Dari : Ghazali Abbas Adan (Mantan Anggota DPR RI/Mantan Calon Bupati Pidie)
Yang
jelas dan terus menerus dituntut rakat Aceh selama ini adalah
bagaimana Pemerintahan Aceh baik eksekutif dan legislatif ada upaya dan
bukti nyata mensejahterakan rakyat dengan berbagai regulasi dan program
pro rakyat. Termasuk Qanun Komisi Kebenaran dan Rekonsiliasi (KKR) dan
Qanun Jinayah dan Acara Jinayah. Demikian kata Ghazali Abbas Adan, Kamis (11/4), kepada wartawan melalui surat elektroniknya.
Menurutnya, setelah
sekian lama diminta berbagai elemen masyarakat beberapa waktu lalu
sebagaimana diberitkan media massa DPRA telah memasukkan dalam agenda
qanun yang akan dibahas. Ini sangat berbeda dengan Qanun Lembaga Wali
Nanggroe, demikian pula qanun tentang bendera dan lambang Aceh, kendati
tidak pernah diminta rakyat, tetapi sim salabim sudah jadi dan
disahkan,kemudian sim salabim pula dimasukkan dalam Lembaran Daerah.
"Betapa
eksekutif dan legislatif Aceh saat ini begitu sungguh-sungguh dan
bersemangat melakukan sesuatu apabila bersentuhan dengan kepentingan
diri dan gengnya, dan dalam waktu yang bersamaan berbanding terbalik
dengan kepentingan rakyat banyak. Bahwa terhadap kinerjanya itu mendapat
protes dari berbagai elemen masyarakat, mereka menutup mata dan
telinga," kata mantan Anggota DPR RI ini.
Lihat
saja bagaimana gencarnya kritik dan penolakan massif terhadap Qanun
Wali
Nsnggroe, bendera dan lambang Aceh, tetapi mereka tidak peduli. Bahkan
yang terakhir muncul kontroversi berkaitan dengan Qanun Bendera dan
Lambang yang nyata-nyata bertentangan dengan peraturan pemerintah, tetap
saja mereka ngotot dan menunjukkan sikap keras kepala. Malah ada
anggota dewan yang menyatakan, sampai dicincang sekalipun bendera dan
lambang produk Pemerintah Aceh dan DPRA tetap dipertahankan.
"Ini
adalah pernyataan konyol dan arogan. Saya kira pemerintah pusat tidak
akan tunduk kepada siapapun warga negara yang dengan arogan dan pongah
menunjukkan sikap menentang dan pembangkangan terhadap konstitusi
negara, dan memang demikianlah semestinya, demi tegaknya wibawa
pemerintah pusat dan supremasi konstitusi negara," ujarnya.
Saya
kira sikap keras kepala yang dipertontonkan itu, tidak terlepas dari
sikap pemerintah pusat, melalui Mahkamah Konstitusi melakukan tutup buka
pendaftaran peserta pemilkuda Aceh tahun lalu, padahal ia bukanlah
prinsip ketegasan MK dalam semua Pemilukada di tanah air selama ini.

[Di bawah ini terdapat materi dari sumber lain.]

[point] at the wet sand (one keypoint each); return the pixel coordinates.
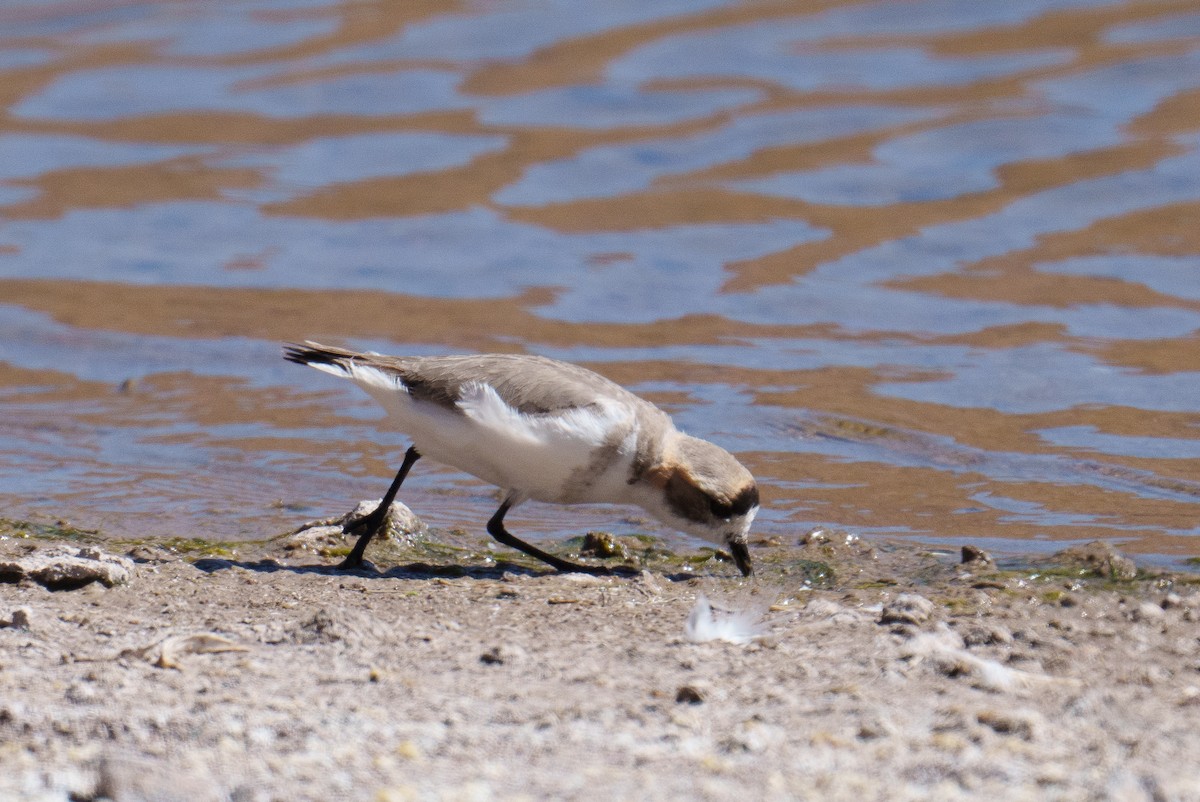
(885, 671)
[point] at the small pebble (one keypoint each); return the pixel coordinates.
(907, 609)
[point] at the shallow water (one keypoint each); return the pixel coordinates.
(931, 269)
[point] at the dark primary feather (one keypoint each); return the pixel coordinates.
(529, 384)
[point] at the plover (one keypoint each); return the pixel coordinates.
(550, 431)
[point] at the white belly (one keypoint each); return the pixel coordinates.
(574, 456)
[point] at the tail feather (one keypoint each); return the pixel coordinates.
(327, 358)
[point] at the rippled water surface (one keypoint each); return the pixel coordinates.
(931, 269)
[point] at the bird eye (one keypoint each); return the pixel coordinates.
(720, 509)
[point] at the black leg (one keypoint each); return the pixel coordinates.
(372, 524)
(496, 528)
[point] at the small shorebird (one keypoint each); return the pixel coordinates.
(550, 431)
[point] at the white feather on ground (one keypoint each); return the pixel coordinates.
(947, 652)
(739, 627)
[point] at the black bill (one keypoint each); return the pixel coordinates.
(741, 552)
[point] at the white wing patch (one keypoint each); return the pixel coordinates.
(585, 428)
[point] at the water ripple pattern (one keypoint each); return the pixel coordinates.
(930, 268)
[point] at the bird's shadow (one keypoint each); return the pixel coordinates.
(417, 570)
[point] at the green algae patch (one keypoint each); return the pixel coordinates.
(55, 531)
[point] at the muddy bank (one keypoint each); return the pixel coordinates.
(877, 671)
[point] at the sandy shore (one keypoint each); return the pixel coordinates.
(881, 671)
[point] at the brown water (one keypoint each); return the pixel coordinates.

Tetapi untuk Partai Aceh pemerintah pusat dan MK labil dan linglung.
Sudah dikasih hati, kini minta jantung.
Katanya
lagi, terhadap janji-janji yang diumbar dalam kampanye Pemilukada lalu,
seperti pemberian Rp 1 juta/bulan/keluarga, naik haji gratis begi anak
Aceh yang sudah akil balik dengan kapal pesiar dan lain-lain dari 21
janji, sampai saat ini hanya pepesan kosong. Tidak terdengar lagi kapan
janji itu diwujudkan. Apabila ada suara-suara yang mengingatkannya,
jangankan ada upaya nyata mewujudkan, respons saja tidak ditunjukkan.
Tatapi bagaimanapun menunjukkan sikap pekak, namun akyat Aceh tidak
boleh dan tidak akan berhenti menuntutnya.